The Presbytery of Newton is a regional governing body for Presbyterian congregations located in northwestern New Jersey and affiliated with the Presbyterian Church (USA).  Established in 1817 to oversee congregations in northwestern New Jersey and northeastern Pennsylvania, the Presbytery of Newton currently includes 59 member churches located in the counties of Sussex, Morris, Warren and Hunterdon.  The Presbytery of Newton is one of 22 presbyteries that comprise the Synod of the Northeast, which oversees 1,130 churches in New Jersey, New York, and the New England states.

A presbytery is a confederation of congregations united and accountable for management of church affairs in local region.

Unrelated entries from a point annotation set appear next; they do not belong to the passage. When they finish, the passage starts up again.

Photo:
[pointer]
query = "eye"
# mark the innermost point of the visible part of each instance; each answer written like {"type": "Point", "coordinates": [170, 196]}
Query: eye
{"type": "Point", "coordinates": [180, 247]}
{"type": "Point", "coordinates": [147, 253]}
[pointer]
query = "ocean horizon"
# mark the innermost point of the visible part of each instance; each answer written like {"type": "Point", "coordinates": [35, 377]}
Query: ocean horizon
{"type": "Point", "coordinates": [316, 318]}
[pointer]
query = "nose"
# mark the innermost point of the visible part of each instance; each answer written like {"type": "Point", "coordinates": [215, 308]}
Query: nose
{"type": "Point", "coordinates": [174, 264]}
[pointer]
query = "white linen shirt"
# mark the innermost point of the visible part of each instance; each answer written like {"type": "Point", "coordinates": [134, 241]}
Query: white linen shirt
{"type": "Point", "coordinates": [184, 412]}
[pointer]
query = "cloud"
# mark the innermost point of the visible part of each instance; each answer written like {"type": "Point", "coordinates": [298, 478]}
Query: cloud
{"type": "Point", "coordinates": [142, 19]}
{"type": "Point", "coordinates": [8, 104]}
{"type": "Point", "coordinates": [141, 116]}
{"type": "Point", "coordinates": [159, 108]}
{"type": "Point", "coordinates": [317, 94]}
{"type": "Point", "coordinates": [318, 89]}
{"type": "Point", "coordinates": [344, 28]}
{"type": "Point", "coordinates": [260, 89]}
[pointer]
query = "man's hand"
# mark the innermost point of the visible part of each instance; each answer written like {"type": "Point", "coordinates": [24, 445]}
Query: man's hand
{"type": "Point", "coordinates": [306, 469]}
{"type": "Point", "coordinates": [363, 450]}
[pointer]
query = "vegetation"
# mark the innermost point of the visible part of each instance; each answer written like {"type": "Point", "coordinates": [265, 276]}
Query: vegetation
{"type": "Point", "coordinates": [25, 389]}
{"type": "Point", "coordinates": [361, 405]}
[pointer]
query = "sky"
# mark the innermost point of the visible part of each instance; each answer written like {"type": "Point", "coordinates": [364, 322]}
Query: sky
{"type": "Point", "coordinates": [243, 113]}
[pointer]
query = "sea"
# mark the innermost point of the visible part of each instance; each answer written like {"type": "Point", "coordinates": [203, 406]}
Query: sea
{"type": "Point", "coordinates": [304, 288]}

It makes decisions regarding these affairs often as a quasi-representative body, or committee, with members representing each congregation—typically the minister and an elder 'commissioned' from each parish.  This body often includes additional representatives that include other clergy not affiliated with a congregation such as theological college professors, chaplains, and retired ministers.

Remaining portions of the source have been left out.